In this transition period, when jobs are destroyed in the overblown sectors, GDP tends to fall. This fall in GDP is just a sign that the necessary restructuring is underway. The alternative would be to produce the amount of housing of 2007. If GDP did not fall sharply, it would mean that the wealth-destroying boom was continuing as it did in the years 2005–2007.
Conclusion
Public austerity is a necessary condition for private flourishing and a rapid recovery. The problem of Europe (and of the United States) [and New Zealand] is not too much but too little austerity — or rather its complete absence.
A fall of GDP can be an indicator that the necessary and healthy restructuring of the economy is underway.
Philipp Bagus is an associate professor at Universidad Rey Juan Carlos. He is an associate scholar of the Ludwig von Mises Institute and was awarded the 2011 O.P. Alford III Prize in Libertarian Scholarship. He is the author of The Tragedy of the Euro and coauthor of Deep Freeze: Iceland's Economic Collapse. The Tragedy of the Euro has so far been translated and published in German, Slovak, Polish, Italian, Romanian, Finnish, Spanish, Portuguese, British English, Dutch, and Bulgarian.
See his website.
This article first appeared at the Mises Daily.

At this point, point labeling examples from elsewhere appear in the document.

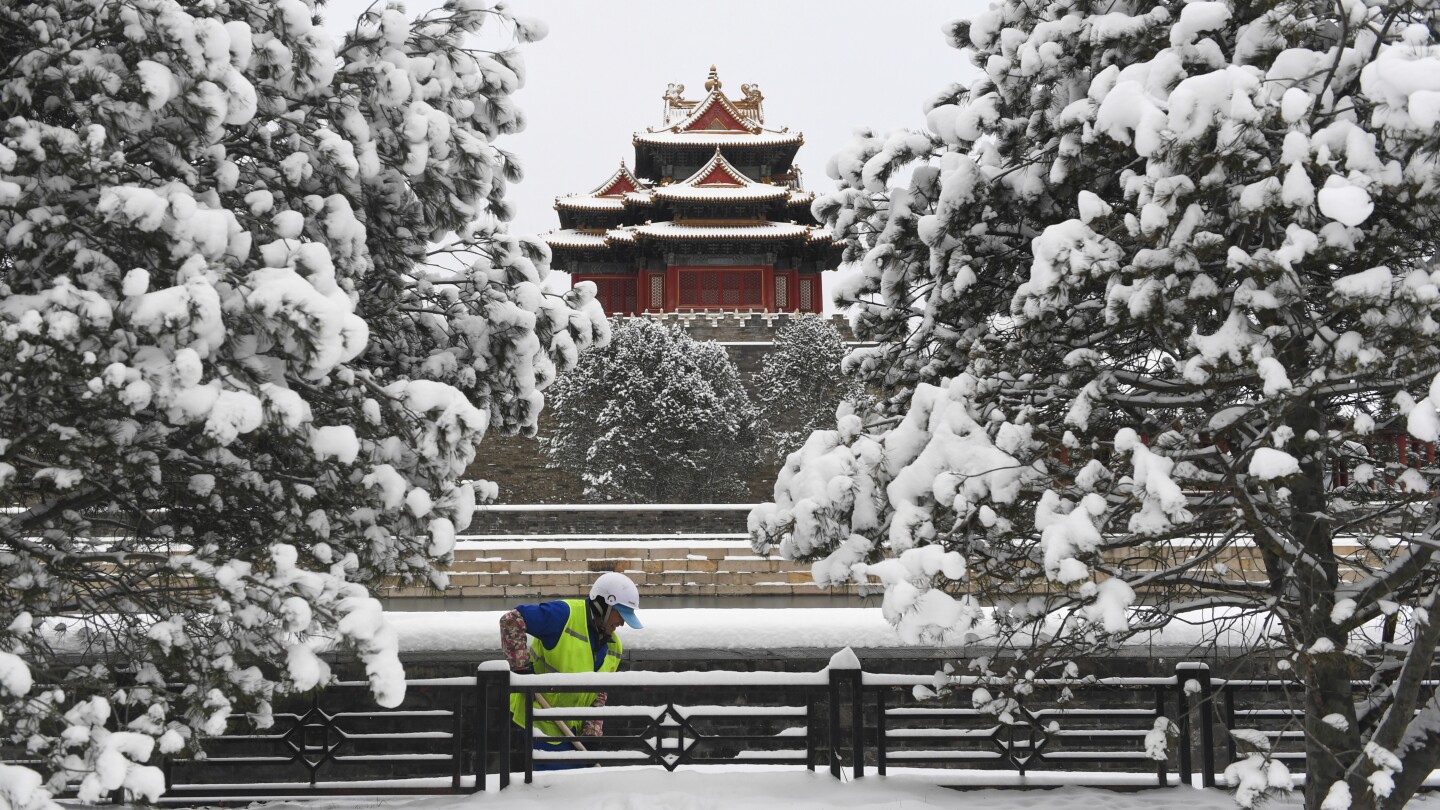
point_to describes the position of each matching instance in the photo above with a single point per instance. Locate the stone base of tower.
(517, 464)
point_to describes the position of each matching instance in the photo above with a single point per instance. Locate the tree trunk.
(1329, 747)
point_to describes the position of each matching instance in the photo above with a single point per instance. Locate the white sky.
(825, 68)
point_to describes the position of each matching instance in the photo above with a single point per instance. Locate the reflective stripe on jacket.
(570, 653)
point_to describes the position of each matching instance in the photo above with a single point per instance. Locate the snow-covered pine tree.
(238, 385)
(1158, 286)
(654, 417)
(799, 384)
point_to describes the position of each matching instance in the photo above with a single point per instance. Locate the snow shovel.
(563, 725)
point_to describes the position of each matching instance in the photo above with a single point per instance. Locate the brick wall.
(608, 519)
(517, 466)
(527, 571)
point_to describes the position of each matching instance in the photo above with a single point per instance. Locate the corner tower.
(714, 216)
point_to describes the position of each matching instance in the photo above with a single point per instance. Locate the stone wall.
(517, 466)
(581, 521)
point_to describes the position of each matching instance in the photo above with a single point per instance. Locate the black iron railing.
(451, 734)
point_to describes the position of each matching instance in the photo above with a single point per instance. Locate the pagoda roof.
(719, 180)
(725, 229)
(704, 139)
(618, 185)
(716, 114)
(716, 120)
(572, 238)
(611, 195)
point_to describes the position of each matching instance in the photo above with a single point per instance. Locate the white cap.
(619, 593)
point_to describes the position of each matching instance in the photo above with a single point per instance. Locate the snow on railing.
(452, 732)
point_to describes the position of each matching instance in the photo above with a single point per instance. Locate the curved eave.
(589, 203)
(739, 195)
(710, 140)
(575, 241)
(774, 232)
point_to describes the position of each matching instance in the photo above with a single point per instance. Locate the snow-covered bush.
(799, 384)
(235, 386)
(1157, 286)
(654, 417)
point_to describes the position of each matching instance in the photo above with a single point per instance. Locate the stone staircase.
(700, 567)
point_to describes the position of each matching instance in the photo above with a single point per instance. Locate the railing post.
(493, 719)
(529, 735)
(835, 679)
(857, 719)
(1206, 706)
(880, 730)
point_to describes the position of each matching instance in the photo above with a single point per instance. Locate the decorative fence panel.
(450, 734)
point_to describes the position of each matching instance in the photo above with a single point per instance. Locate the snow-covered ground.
(750, 629)
(729, 789)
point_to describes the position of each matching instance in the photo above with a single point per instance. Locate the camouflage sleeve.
(595, 728)
(513, 640)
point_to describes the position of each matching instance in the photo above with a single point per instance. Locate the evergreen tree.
(654, 417)
(801, 382)
(1155, 286)
(236, 386)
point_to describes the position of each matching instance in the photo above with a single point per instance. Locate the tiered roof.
(720, 182)
(717, 202)
(611, 195)
(716, 120)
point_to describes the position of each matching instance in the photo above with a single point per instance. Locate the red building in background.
(714, 216)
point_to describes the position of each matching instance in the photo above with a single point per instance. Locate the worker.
(569, 636)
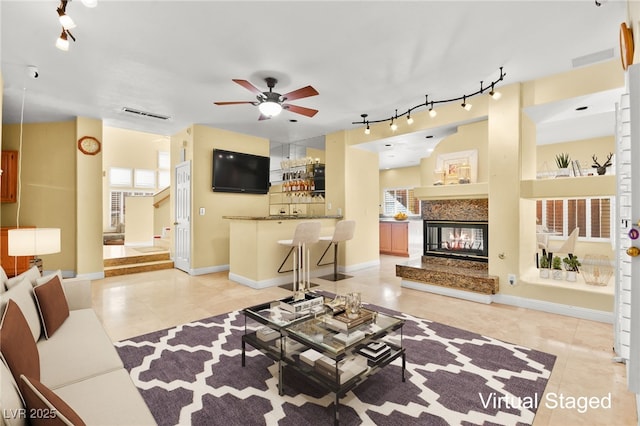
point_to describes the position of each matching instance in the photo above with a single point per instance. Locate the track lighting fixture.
(465, 105)
(67, 23)
(432, 112)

* GDP is a completely misleading figure. The metric of GDP, so-called Gross Domestic Production, would be more accurately titled Nett Domestic Consumption—since it measures all consumption spending, including every dollar spent by the governmet, yet only a small percentage of spending undertaken on production. “In that light, the desire to boost debt-based consumption via the creation of artificial demand seems much more questionable.” See Mark Skousen: “Consumer Spending Drives the Economy?”
1 comment:
Austerity opponents always suggest raising taxes is part of austerity. This is like a family suggesting that they are having budget problems so they are going to ask for a raise or a business losing money raising their prices. That is not austerity. There are a number of great studies showing growth is inversely related to government expenditures.